Let me take a hyperlocal example of a newspaper distributor. In most major cities in the India, the newspaper distribution is virtually a monopoly. Every little nook and corner of the city is carved up in such a manner that at most one newspaper agent “services” the region, free of any competition. On the face of it, most of these agents seem to belong to just a few communities, and seem to respect each other’s boundaries as if they are conforming to some unwritten law. And most of the time, the system works. You get your newspapers and magazines delivered as per your preference, each morning, at your doorstep. And the service comes to you at no extra cost – the distribution fee is built into the cost of the publication.

But, what happens when the service standards falter? What happens if you get the wrong stuff delivered each day? Or if your favorite morning daily is delivered to you after you’ve left home for work? Yes, you can call and complain to your agent, but if his processes are broken or his staff inept, or worse, he couldn’t care less – most customers have no recourse to switch to a better alternative. In short, if shoddy services are meted out to them, they will just have to stick with it, or go out of their way each day to buy a copy from the local news stand.

Take another example of your Accountant.

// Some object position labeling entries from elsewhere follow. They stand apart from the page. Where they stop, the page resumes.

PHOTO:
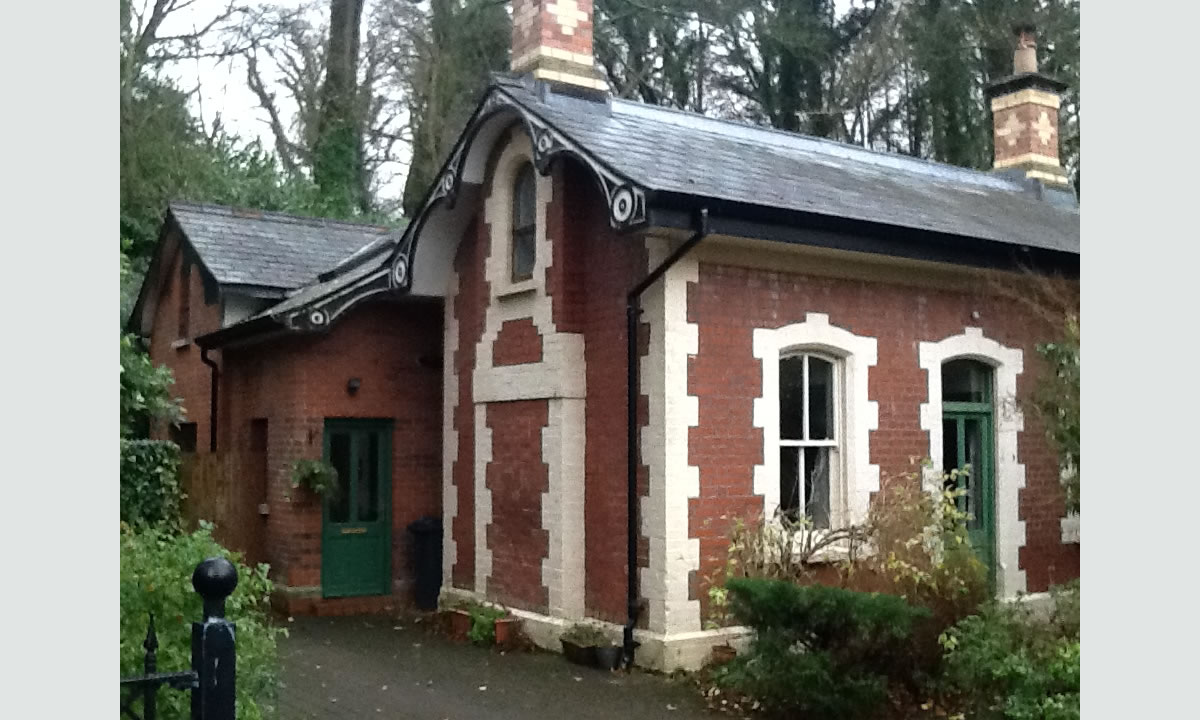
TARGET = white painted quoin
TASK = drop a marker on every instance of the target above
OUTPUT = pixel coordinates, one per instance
(853, 478)
(1006, 364)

Once again, I speak of this in the Indian context, where prevalent Tax laws are so convoluted and ever-changing that there are very real exit barriers involved. Your “accountant” – the one who maintains your books of account and helps you file your tax returns – is not only well-versed with the regulations, but also an expert in your peculiarities and how things work specifically for you. And he/she is a vital component of the system, ensuring compliance with the law and advising you on making prudent investments, as you go through various life stages and business maturity cycles.

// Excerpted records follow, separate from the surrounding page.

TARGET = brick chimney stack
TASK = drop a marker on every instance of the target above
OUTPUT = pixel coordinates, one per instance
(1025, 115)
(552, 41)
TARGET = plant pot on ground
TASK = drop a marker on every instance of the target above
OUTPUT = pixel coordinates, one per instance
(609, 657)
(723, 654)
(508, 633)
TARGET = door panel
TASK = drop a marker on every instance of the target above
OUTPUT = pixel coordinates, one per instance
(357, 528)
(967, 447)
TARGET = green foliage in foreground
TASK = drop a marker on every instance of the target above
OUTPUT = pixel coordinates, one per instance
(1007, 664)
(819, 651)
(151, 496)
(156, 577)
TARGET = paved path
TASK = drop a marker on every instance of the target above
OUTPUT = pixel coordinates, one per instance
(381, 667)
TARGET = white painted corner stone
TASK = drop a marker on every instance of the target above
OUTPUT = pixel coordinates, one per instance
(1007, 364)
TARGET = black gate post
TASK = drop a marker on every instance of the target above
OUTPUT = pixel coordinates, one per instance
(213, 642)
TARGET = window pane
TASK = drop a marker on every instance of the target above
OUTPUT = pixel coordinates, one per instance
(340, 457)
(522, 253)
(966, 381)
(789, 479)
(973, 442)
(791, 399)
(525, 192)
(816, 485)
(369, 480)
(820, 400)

But, what happens if there are missed deadlines and constant reminders involved (from you to your accountant, and not vice versa)? What happens if you discover that you could have saved more tax under current provisions, but you were not informed of it in time? If the service delivery is short of expectations in this department, most of us would simply grin and bear it, because it’s not that easy to change your accountant mid-stream. I should know, since I’ve successfully attempted it on more than one occasion!

Which brings me back to my original question. But, now that we’ve understood the context in more detail, let us try and examine the issue in a new light: What if it was your business that enjoyed such a disproportionate power as a monopoly, or operated in an industry with high exit barriers?

Would you use such an opportunity to improve or lower your service standards? Would you invest any more in automation or new technology than you absolutely needed to? Would you make it easier for your customers to reach you, or avoid dealing with the extra hassle and costs involved? Would you want to listen to your customers and respond to their needs, or ignore them knowing that most are in a helpless situation anyway?

I know that most of us are part of organizations and businesses that do not enjoy such monopolistic protections. But the questions I have raised apply equally to us. In fact, even more so, considering that most businesses operate in fiercely competitive environments, where the other guy (competition) may be willing to bend over backwards to take a larger share of the market from us.

Are we doing enough to keep our customers close, respond to their needs, set and meet service benchmarks and invest in a consistent, brand experience for them? And if not, what are we waiting for?